Le hasard a fait que le jour où la Grosse Pomme se faisait emboucaner, Thomas passait un scan des poumons. Un examen préventif. Ce qui énerve même la personne la plus en santé à mesure qu’elle vieillit – je viens de recevoir ma première invitation pour une mammographie préventive, et cela a ranimé mon hypocondrie. Plus on avance en âge, plus on est convaincu que les médecins vont nous trouver quelque chose, et moins on a envie de savoir, car on sait déjà qu’il nous reste moins d’années à vivre. Pourtant, c’est en affrontant un problème dès le début qu’on a de meilleures chances de le régler.

Mais si c’est la fin du monde qui s’en vient, on se demande franchement à quoi bon arrêter de fumer.

Au téléphone, Thomas me dit à la blague qu’il vaut peut-être mieux fumer à l’intérieur pour éviter la pollution extérieure, lol. Je lui propose de fumer six cigarettes de moins, pour équilibrer le tout. « Les gens prennent des photos comme si c’était un blizzard, puis ils se parlent et se regardent au lieu de rester sur leur téléphone, m’informe Thomas. Ça ressemble beaucoup à l’atmosphère après le 11-Septembre. On est tous ensemble et on regarde la fin. »

J’ai rencontré Thomas il y a plusieurs années dans un festival en Haïti. C’est un Américain francophile, gai, qui enseigne notamment les littératures québécoise et haïtienne dans une université new-yorkaise, et il va bientôt prendre sa retraite.

Thomas est plus vieux que moi, j’adore quand il me raconte son passé dans les années 1970 et 1980. Il a vécu les années avant le sida, pendant le sida et après le sida, comment on a traité les gais pendant cette épidémie. Il en a vu d’autres, ça lui donne une profondeur de champ dans son regard. « Je trouve qu’il n’y a plus de solidarité citoyenne. On a vu ça avec la COVID ; nous avons le vaccin, vous ne l’avez pas, crevez. » Il ne parle pas de ceux qui refusent le vaccin de toutes leurs fibres, mais des pays pauvres.

Nous avons des sujets de discussion en masse ces temps-ci, qui méritent chacun une clope. Le ressac conservateur contre la communauté LGBTQ+, la crise en Haïti, le problème des armes aux États-Unis, et ces incendies de forêt chez moi qui affectent sa vie à New York. « Votre apocalypse nous tombe dessus, me dit-il. J’ai mal aux yeux, je dois fermer les fenêtres. » Il ajoute qu’il y a un impact économique à tout ça. Personne n’est dehors, les chantiers de construction sont désertés, des pièces ont été annulées à Broadway.

Il paraît que l’odeur de nos bois brûlés est infecte, mais c’est un parfum imprévu du Québec qui lui donne envie de venir faire un tour à Montréal.

Tu parles d’un cercle vicieux.
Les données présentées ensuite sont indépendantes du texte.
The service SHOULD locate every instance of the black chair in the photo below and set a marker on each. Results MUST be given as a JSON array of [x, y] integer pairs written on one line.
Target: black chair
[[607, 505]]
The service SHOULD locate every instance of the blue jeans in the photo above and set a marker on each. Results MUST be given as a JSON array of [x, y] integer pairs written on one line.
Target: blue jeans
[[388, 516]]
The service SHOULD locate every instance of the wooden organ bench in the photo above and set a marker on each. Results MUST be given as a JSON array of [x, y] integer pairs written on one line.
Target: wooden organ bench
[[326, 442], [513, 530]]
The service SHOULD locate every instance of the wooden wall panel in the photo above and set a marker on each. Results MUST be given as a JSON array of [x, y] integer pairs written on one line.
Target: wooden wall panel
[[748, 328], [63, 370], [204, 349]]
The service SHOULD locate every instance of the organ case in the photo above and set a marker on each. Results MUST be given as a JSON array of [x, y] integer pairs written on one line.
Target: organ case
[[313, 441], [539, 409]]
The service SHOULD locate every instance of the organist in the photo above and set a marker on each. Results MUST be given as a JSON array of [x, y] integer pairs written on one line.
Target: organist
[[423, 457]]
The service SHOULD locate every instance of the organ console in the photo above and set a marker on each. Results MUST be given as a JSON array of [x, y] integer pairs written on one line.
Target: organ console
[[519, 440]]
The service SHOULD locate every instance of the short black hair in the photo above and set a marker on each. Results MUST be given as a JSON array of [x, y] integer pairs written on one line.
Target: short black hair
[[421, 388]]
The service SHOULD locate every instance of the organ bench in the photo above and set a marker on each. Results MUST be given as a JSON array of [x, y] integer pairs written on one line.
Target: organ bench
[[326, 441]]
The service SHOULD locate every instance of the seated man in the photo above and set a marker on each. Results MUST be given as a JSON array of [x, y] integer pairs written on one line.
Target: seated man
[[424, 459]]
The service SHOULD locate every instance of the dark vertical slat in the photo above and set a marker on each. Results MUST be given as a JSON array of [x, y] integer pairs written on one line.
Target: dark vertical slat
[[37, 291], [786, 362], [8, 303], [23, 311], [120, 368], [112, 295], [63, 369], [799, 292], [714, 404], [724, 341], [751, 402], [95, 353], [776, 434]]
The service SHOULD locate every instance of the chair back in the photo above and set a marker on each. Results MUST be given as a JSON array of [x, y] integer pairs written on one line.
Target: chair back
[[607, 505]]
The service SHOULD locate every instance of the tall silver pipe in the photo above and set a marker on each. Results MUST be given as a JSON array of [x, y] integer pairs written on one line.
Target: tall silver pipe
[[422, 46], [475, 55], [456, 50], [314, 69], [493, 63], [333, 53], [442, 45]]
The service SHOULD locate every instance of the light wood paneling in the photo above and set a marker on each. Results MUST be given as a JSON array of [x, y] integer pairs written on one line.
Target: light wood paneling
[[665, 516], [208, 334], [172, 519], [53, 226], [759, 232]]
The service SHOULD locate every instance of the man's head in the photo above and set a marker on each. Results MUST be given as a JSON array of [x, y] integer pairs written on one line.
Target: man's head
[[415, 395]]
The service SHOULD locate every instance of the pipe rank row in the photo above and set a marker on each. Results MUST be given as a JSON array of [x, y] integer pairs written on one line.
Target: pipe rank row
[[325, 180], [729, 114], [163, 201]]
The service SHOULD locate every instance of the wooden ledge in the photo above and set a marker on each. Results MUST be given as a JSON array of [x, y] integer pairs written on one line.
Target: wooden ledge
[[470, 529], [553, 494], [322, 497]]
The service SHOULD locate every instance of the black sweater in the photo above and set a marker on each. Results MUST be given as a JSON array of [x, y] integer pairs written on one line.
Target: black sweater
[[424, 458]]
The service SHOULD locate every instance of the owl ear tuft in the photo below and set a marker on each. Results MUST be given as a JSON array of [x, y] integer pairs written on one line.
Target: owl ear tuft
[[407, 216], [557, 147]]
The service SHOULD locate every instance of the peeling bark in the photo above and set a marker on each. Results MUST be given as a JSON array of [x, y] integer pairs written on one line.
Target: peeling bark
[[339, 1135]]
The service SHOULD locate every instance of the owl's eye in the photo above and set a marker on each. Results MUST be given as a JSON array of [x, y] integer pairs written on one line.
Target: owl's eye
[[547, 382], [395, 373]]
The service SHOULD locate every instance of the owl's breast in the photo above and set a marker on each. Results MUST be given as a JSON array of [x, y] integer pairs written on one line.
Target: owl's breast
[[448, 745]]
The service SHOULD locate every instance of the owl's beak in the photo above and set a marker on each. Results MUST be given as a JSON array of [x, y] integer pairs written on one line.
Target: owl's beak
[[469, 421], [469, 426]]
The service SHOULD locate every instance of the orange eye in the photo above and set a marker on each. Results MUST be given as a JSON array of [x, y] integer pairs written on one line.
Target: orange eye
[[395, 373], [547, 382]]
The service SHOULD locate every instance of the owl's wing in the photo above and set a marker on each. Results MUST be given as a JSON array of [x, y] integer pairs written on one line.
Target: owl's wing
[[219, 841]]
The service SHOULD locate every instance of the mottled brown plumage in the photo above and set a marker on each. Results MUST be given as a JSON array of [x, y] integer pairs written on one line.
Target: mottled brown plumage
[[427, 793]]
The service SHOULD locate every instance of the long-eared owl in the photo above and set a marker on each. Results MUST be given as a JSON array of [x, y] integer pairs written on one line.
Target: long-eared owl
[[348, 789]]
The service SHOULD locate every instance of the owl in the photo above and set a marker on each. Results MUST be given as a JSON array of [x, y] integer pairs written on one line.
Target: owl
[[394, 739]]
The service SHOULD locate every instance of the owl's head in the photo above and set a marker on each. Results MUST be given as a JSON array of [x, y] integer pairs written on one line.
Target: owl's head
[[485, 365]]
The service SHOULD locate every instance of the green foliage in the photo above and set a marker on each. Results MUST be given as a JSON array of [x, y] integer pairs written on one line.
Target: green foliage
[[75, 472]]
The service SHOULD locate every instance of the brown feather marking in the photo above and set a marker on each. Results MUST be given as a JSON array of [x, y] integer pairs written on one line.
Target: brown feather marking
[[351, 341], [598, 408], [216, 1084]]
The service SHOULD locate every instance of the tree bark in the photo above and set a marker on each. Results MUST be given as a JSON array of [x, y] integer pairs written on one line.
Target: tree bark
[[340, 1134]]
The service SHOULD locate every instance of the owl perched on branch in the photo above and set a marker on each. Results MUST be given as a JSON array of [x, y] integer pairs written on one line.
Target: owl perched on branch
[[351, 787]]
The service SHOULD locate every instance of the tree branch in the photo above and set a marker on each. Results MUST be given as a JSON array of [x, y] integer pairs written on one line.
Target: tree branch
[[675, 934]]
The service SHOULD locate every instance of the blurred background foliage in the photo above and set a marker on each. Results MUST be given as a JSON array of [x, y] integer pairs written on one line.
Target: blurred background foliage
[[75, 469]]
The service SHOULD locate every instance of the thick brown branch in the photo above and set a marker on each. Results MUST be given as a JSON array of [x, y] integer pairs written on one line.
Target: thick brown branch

Je fume davantage quand je suis stressée, et tout ça me stresse énormément, mais comme c’est suffocant dehors, ça m’enlève totalement le goût. La nature va-t-elle réussir là où toutes les campagnes de prévention ont échoué à me faire prendre conscience du danger ? Des interdictions de fumer à neuf mètres des bâtiments aux photos atroces de cancer sur les paquets et bientôt aux messages d’épouvante sur CHACUNE des cigarettes, rien n’a eu raison de mon vice.

Mais cela a fonctionné, la prévention. Je suis pratiquement la dernière fumeuse de mon vaste entourage et, honnêtement, je trouve ça bien.

Le rêve d’un « monde sans fumée », comme on le voit dans les campagnes de publicité antitabac, est vraiment possible, les enfants ne grandissent plus entourés de cendriers. C’est quand même triste que, sur le point d’y arriver, le monde menace de devenir irrespirable.

Pour parler des changements climatiques, on donne souvent l’image de la grenouille qu’on plonge dans une casserole et qui ne se rend pas compte qu’elle va cuire si on la fait bouillir tranquillement. Je trouve que l’exemple du fumeur est plus près de la réalité avec ce qui nous arrive. La grenouille ne sait pas ce qui se passe, mais le fumeur, oui. Nous savons ce qui est mauvais pour l’environnement, mais nous ne voulons pas nous en passer. Des spécialistes nous montrent des chiffres et des modélisations, mais on se laisse de la place pour penser que ce ne sera pas aussi terrible qu’on le prévoit.

Les exceptions qui défient les statistiques ne changent pas les statistiques pour autant. Je comprends, car je me donne parfois de l’espoir en pensant à ces rares petites vieilles devenues centenaires avec un verre de brandy quotidien, et qui ont arrêté de fumer à 80 ans. Et puis, Thomas a reçu les résultats de son scan, et tout est beau.